If I had my way, though, this would be required viewing for all prosecutors, defense attorneys, judges, CSI wannabes, and all prospective jurors. So basically all citizens.
Forensic sciences aren't what they're portrayed to be on t.v. They aren't what people on message boards think they are. More importantly, they frankly aren't how they're portrayed in court. Much of what passes for science in courtrooms is junk promoted by people who don't know what they're talking about. But they have degrees and lots of experience and they use big words, so their views are accepted by judges, prosecutors, and juries who don't have the expertise to see through the claims.
Prosecutors always bemoan "The CSI Effect," complaining that they can't get convictions without presenting scientific evidence. I think the real CSI effect, though, is rather the opposite: when the prosecution does put on scientific evidence, be it fingerprints or dog scent line-ups or bite marks or whatever, juries accept it.

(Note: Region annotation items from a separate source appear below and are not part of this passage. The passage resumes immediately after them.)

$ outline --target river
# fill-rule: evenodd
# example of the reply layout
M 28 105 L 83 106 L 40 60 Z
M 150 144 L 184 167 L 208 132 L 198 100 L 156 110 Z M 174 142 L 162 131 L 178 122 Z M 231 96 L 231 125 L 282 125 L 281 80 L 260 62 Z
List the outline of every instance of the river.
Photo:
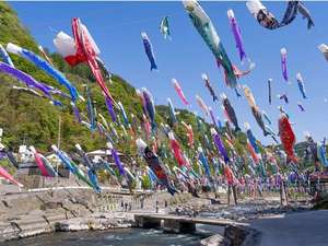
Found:
M 199 246 L 201 238 L 222 232 L 219 226 L 198 226 L 196 234 L 166 234 L 157 230 L 120 229 L 103 232 L 52 233 L 0 246 Z

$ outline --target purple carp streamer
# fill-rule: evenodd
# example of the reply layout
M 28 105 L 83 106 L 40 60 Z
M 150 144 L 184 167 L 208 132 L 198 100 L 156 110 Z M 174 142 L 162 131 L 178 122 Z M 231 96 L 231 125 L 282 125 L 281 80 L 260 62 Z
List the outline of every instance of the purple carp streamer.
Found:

On this show, one of the nation's most renowned fingerprint experts blew the reporter's mind by calling the act of declaring a fingerprint match to be a "leap of faith." The very premise of fingerprint analysis is based on an unproven (indeed a false) premise: that all fingerprints are totally unique. Poor Brandon Mayfield, the Portland attorney who was wrongly accused in the Madrid train bombings of 2004, exposed the untruth of that premise. It doesn't appear too many established FBI fingerprint examiners are too interested in figuring out if his case of mistaken fingerprint identity is an anomaly or the tip of the iceberg.
Science is complicated and something most of us don't think about much after we get done with the science requirements for graduating high school. I fear that most of us tend to defer to the "experts" too easily, having forgotten that a key requirement for any consideration of scientific claims is skepticism. Science can be a tremendous tool, when done correctly. But when it's bad... Well, it's like the girl with the curl: when it is good, it is very, very good, but when it is bad, it sends innocent people to death row.
So watch this episode of Frontline or read articles critical of forensic sciences. If you get called for a jury before doing either of those, though, here are some thoughts:
Be wary of experts who base their conclusions on their years of experience, not rigorous application of the scientific method to repeatable testing.
Be wary of experts who claim infallibility or no error rate.
Be wary of DNA analysts who declare 100% matches on partial DNA profiles or fingerprint examiners who declare matches on a small number of print points. Be very wary of the examiners who aren't open to considering the possibility that there are more DNA and fingerprint similarities than we had previously realized.
Microscopic hair analysis is bunk, so for sure be wary of anyone who says otherwise.
I know I've said all this stuff before elsewhere and have begged people to be more critical toward forensic sciences. But it needs to be repeated again and again as long as bad science is clogging our courts and sending people to prison.